What's the 'two consecutive quarters of negative growth' recession rule, and is it real?
It's a popular heuristic but NOT the official definition of a recession. The National Bureau of Economic Research (NBER) — the official arbiter of US business cycle dates — uses a broader set of criteria including employment, income, industrial production, and retail sales, in addition to GDP. The 'two consecutive quarters' rule comes from a 1970s journalism convention that became widely cited but never formally codified. The Q1 2022 (-1.6%) and Q2 2022 (-0.6%) prints famously triggered debate about whether the US was 'in recession' — by the two-quarter rule yes, by NBER's actual criteria no. NBER ultimately did NOT date a recession for that period, and subsequent revisions showed the US economy had actually grown modestly in those quarters. The episode demonstrated that the two-quarter heuristic is a coarse proxy that can mislead in either direction.

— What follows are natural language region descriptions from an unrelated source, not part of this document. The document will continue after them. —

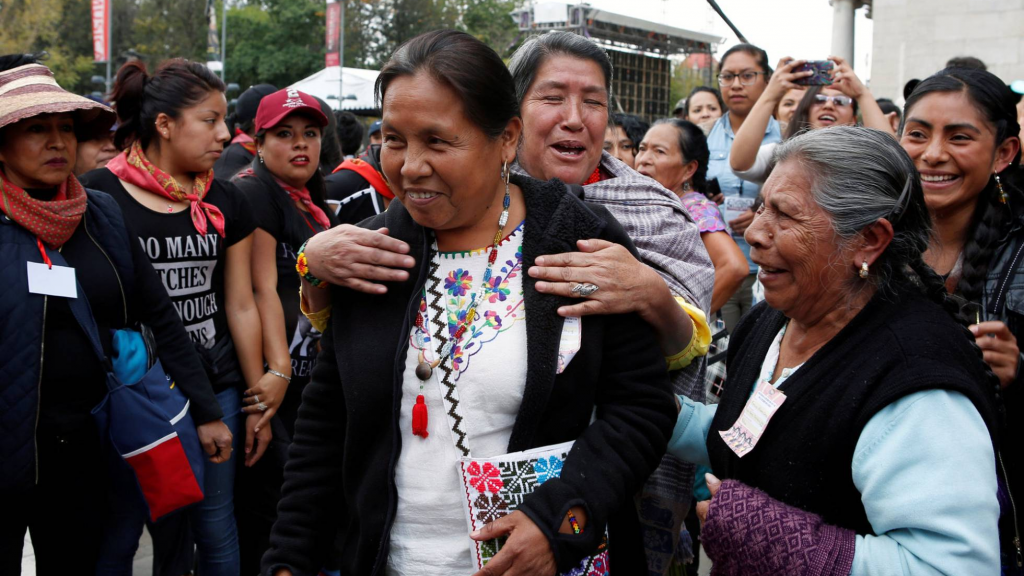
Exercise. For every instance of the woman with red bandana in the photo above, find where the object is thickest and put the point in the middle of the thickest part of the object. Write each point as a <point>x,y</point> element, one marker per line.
<point>198,234</point>
<point>61,243</point>
<point>287,194</point>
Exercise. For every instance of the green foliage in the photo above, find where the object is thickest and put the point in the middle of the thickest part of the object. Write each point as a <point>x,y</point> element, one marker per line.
<point>275,41</point>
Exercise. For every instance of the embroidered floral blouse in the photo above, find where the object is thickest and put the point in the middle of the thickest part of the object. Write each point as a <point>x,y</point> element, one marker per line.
<point>486,385</point>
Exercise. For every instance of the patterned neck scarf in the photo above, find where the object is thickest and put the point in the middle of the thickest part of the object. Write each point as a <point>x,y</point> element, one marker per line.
<point>134,167</point>
<point>52,221</point>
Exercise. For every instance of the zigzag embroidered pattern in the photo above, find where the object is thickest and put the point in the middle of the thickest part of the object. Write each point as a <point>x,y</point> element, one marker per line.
<point>439,318</point>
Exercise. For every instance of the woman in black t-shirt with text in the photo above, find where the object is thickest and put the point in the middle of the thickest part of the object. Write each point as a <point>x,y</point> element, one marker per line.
<point>198,234</point>
<point>286,192</point>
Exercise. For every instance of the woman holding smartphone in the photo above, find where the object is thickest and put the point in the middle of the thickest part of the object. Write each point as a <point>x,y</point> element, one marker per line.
<point>820,107</point>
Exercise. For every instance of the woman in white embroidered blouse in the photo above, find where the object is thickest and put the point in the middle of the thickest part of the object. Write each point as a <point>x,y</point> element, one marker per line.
<point>470,358</point>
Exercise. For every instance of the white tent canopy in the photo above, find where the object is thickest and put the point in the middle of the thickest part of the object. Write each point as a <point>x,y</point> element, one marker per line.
<point>357,87</point>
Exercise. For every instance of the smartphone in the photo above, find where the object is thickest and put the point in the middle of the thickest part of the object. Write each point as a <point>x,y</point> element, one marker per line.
<point>821,77</point>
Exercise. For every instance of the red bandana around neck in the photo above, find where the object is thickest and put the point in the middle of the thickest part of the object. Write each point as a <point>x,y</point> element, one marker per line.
<point>53,221</point>
<point>134,167</point>
<point>363,168</point>
<point>595,176</point>
<point>246,140</point>
<point>303,197</point>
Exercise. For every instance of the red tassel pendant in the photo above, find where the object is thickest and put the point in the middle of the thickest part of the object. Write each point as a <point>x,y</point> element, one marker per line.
<point>420,418</point>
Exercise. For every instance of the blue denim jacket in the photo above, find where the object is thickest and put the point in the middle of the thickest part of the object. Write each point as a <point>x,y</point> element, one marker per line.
<point>720,145</point>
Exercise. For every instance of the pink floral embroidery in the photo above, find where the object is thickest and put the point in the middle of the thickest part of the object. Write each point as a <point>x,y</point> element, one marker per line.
<point>485,480</point>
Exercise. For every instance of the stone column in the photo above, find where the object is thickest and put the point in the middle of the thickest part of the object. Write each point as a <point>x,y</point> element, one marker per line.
<point>843,14</point>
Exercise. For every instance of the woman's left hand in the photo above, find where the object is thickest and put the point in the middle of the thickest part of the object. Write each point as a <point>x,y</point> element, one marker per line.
<point>845,80</point>
<point>714,484</point>
<point>268,391</point>
<point>526,551</point>
<point>625,284</point>
<point>999,347</point>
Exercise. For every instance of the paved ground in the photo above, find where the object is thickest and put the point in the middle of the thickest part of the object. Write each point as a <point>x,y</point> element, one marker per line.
<point>141,567</point>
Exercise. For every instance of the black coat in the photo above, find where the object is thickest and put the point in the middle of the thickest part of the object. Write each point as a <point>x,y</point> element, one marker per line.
<point>347,440</point>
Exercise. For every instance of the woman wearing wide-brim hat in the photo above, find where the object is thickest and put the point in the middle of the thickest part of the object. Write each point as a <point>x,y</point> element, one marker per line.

How is GDP actually measured?
Three different methodologies, theoretically equivalent. (1) Expenditure approach (the headline number) — sum of consumption, investment, government spending, and net exports (C + I + G + NX). (2) Income approach — sum of all wages, profits, rents, and taxes. (3) Production approach — sum of value-added across all industries. The expenditure approach is the headline figure because the BEA can measure it most quickly via consumer-spending surveys and trade data. The income approach (called GDI — Gross Domestic Income) is published separately and sometimes diverges from GDP; when the two diverge meaningfully, economists watch the gap closely as a signal that one or both estimates may be revised. GDP estimates are released roughly 30 days after the quarter ends (advance estimate), with revisions following at 60 days (second estimate), 90 days (third estimate), and again in the annual revision cycle.
What's potential GDP and why does the output gap matter?
Potential GDP is the level of output the US economy could produce if all resources (labor and capital) were employed at sustainable rates without producing inflation. The Congressional Budget Office publishes potential GDP estimates regularly. The 'output gap' is the difference between actual GDP and potential GDP — positive when the economy is running hot (above potential), negative when slack exists. The output gap matters because it's a key input to inflation forecasts: a persistent positive output gap tends to produce rising inflation, while a persistent negative gap tends toward disinflation. CBO estimates US potential GDP growth in the 1.7-1.9% range over the next decade, driven by labor force growth (~0.5%) plus productivity growth (~1.4%). If realized growth runs persistently above this, the economy is overheating; if persistently below, it's underperforming.